There is also often confusion around async, since there are several ways in which it can appear:

  • Async I/O; eventing
  • async keywords in languages often using Promises

async as a keyword is often useful, though most frequently in the context of evented I/O under the hood. Promises or Futures are very useful when taking advantage of parallelism, but many applications don’t take any advantage of doing that kind of parallelism- they instead adopt async structures and their disadvantages through a cargo-cult assertion that doing so will make the programs fast. It can, but I think the costs often outweigh the benefits and most programmers would do better to avoid doing so.

Where you do want to do multiple operations in parallel though, it is very nice to be able to do that; trivially; kick off two operations in parallel and let them complete:

let socket = accept(...);
let file = open(...);

let (block, eof) = file.read(...);
while !eof {
    let wf = socket.write_async(block);
    block = await file.read_async();
    await wf;

TODO: explore this more, and what kinds of tools languages provide for it. It seems lacking in Rust, where people seem to want to do it everywhere but I need to study that some.

HHVM docs for async observe that always blocking isn’t necessarily a good solution, because you want to do two operations in parallel and combine the results. You could always spawn a thread for parallel operations though..

A thread pool can avoid some of the cost of creating a thread for each operation you want. But if it has a fixed size and you’re blocking on each thread, you’ll be likely to saturate the pool with threads that are blocking on other operations when there’s still CPU time available.

So use a thread pool without a fixed size, spawning threads when there are no idle ones available.

Even better: spawn more threads when utilization is low. You need to be able to measure utilization though.

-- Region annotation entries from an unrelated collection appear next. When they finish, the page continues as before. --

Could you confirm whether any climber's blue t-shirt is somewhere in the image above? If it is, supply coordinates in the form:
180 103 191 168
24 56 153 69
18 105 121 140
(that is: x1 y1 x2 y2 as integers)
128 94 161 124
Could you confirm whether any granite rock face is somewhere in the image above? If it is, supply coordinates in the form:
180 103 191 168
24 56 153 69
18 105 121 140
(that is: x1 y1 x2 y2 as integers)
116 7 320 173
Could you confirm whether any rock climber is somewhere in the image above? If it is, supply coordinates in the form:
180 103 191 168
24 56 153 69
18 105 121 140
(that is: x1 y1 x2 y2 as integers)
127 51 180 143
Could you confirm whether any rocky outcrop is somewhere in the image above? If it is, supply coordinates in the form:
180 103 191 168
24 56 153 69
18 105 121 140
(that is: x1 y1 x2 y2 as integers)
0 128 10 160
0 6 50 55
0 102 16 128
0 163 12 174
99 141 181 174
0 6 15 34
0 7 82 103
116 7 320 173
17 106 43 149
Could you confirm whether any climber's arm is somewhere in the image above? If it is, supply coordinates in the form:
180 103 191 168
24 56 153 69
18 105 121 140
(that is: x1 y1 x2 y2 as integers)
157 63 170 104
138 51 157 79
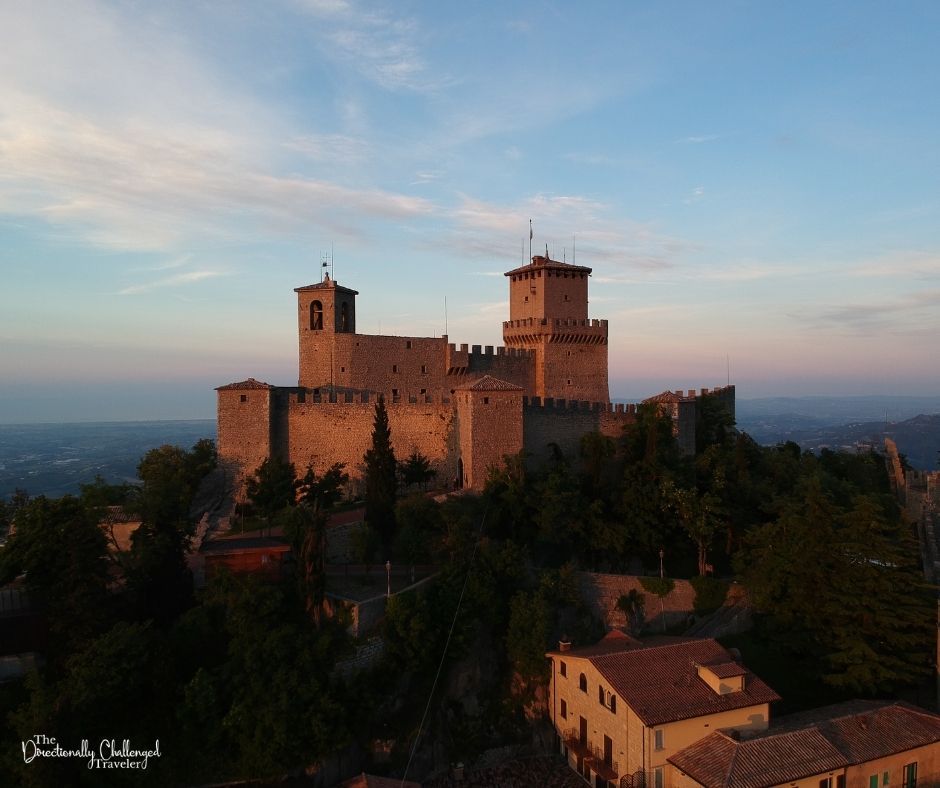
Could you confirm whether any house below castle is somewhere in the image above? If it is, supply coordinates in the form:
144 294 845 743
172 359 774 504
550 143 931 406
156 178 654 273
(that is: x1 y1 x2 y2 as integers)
217 256 734 490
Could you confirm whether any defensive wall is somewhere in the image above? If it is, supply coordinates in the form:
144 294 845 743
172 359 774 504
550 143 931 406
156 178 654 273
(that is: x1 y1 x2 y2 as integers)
578 572 750 637
522 397 637 464
298 334 535 400
219 380 734 491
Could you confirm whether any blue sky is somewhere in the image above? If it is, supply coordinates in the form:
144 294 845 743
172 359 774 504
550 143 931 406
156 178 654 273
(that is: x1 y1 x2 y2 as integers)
0 0 940 422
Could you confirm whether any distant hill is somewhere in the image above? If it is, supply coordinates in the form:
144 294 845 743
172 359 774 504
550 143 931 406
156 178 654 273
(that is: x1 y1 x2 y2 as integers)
0 420 215 498
738 413 940 470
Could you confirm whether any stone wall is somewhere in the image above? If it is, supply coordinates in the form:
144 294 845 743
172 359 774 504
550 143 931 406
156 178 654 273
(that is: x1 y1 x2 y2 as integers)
276 389 457 496
217 381 272 484
523 397 636 465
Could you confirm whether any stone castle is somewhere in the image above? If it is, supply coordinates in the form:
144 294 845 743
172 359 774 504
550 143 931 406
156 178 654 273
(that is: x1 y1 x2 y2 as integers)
217 256 734 490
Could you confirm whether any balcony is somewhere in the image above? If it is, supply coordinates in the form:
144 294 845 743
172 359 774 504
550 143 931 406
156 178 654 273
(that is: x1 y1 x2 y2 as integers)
562 728 620 782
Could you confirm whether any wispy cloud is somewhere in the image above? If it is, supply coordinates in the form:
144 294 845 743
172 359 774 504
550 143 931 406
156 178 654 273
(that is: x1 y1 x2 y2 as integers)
117 271 225 295
676 134 721 145
296 0 442 91
0 96 434 249
848 251 940 279
791 289 940 336
284 134 371 164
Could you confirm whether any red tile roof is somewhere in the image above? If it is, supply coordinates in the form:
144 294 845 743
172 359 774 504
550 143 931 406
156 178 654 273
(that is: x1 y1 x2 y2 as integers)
668 730 848 788
294 278 359 295
643 391 694 403
503 254 591 276
216 378 274 391
669 701 940 788
702 661 747 679
549 633 780 725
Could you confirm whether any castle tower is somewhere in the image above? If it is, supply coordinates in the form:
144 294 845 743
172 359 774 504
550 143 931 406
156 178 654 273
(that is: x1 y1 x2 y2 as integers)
503 255 610 402
294 274 359 388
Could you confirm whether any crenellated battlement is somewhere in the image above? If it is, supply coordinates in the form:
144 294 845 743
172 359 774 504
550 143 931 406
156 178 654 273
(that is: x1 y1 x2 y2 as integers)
276 387 451 410
503 317 607 331
522 397 638 416
447 342 535 360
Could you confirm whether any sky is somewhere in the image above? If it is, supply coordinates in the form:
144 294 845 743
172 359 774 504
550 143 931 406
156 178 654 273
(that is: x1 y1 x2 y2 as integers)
0 0 940 422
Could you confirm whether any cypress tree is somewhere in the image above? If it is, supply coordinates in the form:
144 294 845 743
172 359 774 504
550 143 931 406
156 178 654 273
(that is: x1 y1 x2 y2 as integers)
364 395 398 559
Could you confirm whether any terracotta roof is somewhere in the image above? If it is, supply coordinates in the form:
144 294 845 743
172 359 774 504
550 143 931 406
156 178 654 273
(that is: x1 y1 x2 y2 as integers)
669 701 940 788
216 378 274 391
591 640 780 725
643 391 688 403
546 629 643 658
548 633 780 725
668 729 848 788
294 278 359 295
457 375 525 391
773 701 940 763
503 254 591 276
702 661 747 679
339 772 421 788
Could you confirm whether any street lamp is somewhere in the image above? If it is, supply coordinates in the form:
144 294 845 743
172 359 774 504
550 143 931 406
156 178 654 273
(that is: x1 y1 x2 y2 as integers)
659 547 666 632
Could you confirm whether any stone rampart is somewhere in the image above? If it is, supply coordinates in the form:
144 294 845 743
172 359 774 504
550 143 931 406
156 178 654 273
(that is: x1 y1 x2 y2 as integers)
522 397 636 464
275 392 458 492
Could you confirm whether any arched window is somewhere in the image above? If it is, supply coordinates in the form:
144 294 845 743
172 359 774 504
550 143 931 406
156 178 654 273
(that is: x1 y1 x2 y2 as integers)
310 301 323 331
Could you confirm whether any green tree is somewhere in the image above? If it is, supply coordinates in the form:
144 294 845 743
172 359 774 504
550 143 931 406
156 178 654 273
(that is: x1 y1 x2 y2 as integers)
0 495 109 666
617 588 646 635
245 457 298 521
506 591 554 697
286 462 349 629
395 493 444 564
738 478 935 694
364 395 398 557
127 441 215 623
398 449 437 490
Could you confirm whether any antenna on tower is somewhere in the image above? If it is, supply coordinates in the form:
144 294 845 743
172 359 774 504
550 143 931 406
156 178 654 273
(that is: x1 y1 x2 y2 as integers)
320 249 335 279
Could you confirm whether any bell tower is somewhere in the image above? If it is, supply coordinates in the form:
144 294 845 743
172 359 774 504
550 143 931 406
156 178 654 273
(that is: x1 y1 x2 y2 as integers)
503 255 610 402
294 274 359 388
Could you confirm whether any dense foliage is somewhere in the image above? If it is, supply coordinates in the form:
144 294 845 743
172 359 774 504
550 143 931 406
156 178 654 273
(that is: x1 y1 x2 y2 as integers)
0 401 935 785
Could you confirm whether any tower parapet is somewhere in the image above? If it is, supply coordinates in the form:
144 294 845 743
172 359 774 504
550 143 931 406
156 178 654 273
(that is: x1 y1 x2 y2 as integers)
503 255 610 402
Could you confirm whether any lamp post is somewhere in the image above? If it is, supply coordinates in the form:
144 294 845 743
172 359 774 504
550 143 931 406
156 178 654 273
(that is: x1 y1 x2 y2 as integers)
659 547 666 632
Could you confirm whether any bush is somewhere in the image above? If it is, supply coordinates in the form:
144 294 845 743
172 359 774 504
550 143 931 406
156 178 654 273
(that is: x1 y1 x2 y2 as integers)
640 577 676 596
690 575 728 616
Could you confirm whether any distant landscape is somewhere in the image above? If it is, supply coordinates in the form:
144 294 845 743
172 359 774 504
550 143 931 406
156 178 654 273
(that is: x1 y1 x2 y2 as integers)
0 397 940 498
0 419 215 498
736 397 940 470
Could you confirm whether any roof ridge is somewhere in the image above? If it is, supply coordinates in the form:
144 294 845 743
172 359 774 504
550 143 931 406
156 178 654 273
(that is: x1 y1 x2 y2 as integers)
588 638 716 659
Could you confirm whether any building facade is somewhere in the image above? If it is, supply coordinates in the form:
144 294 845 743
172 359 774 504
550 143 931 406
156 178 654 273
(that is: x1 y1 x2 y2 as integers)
217 256 734 489
547 630 780 788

On Linux, /proc/n/task enumerates threads, task/n/stat gives CPU statistics, including run state (Running, Sleeping, D for uninterruptible, Zombie). You could sample this for workers and look at whether they’re runnable but not running (need to know how many CPUs you have an compare to the number of runnable threads I guess). If too many threads are runnable at any given time, stop spawning threads and instead queue requests (or shed load!). See kernel Documentation/filesystesm/proc.txt (Table 1-2).

It may also be possible to use cgroups for this, creating a cgroup might be useful so the kernel does CPU accounting for you. Have a look at cgroups(7), kernel Documentation/cgroup-v1/cpuacct.txt

This is of course not portable. Would need some work there.

This has a cost in stacks, since reusing a thread that has used a larger amount of stack will have memory committed to those stacks which is not in use. Periodically stop threads to free memory, or madvise to free it or something.

pthread_attr_t attr;
pthread_getattr_np(pthread_self(), &attr);

void *stackaddr;
size_t stacksize;
pthread_attr_getstack(&attr, &stackaddr, &stacksize);

void *rsp;
__asm__("mov %rsp, %0" : "=r"(rsp));
assert(rsp >= stackaddr);
rsp -= 128; /* x86_64 redzone */

rsp &= ~(getpagesize() - 1); /* round down to page */
madvise(stackaddr, rsp - stackaddr, MADV_FREE);

MADV_FREE and MADV_DONTNEED have similar userspace semantics, but FREE is a somewhat cheaper operation because DONTNEED actually removes the PTE for that memory block whereas FREE will only do so if necessary. See https://lwn.net/Articles/590693/

Other resources..

Some quick investigation into rationales at work:

  • Straight async in java because threads are very expensive in java and fibers are not well supported.
  • Native threads or fibers in C++. Fibers feel just like native threads, just a little cheaper.
  • Go is goroutines, of course - fibers again.

Async seems more common in less.. efficient languages? PEP 492 for example (async/await syntax) cites other languages as having support as just about the only reason to add it, which feels kind of cargo-culty. The first example of dedicated syntax chronologically appears to be in C#.

MSDN cites responsiveness in GUIs as the main motivation, enabled specifically by dedicated syntax. Can be easier than threads as a result, since things look like they block but don’t because the compiler does magic under the hood.

fibers are generally defined as cooperative threads rather than preemptive ones. You can avoid unnecessary context switch costs when IO-bound processing might be preempted, but should not run CPU-bound operations on a fiber because you can starve other fibers from doing their IO-bound processing.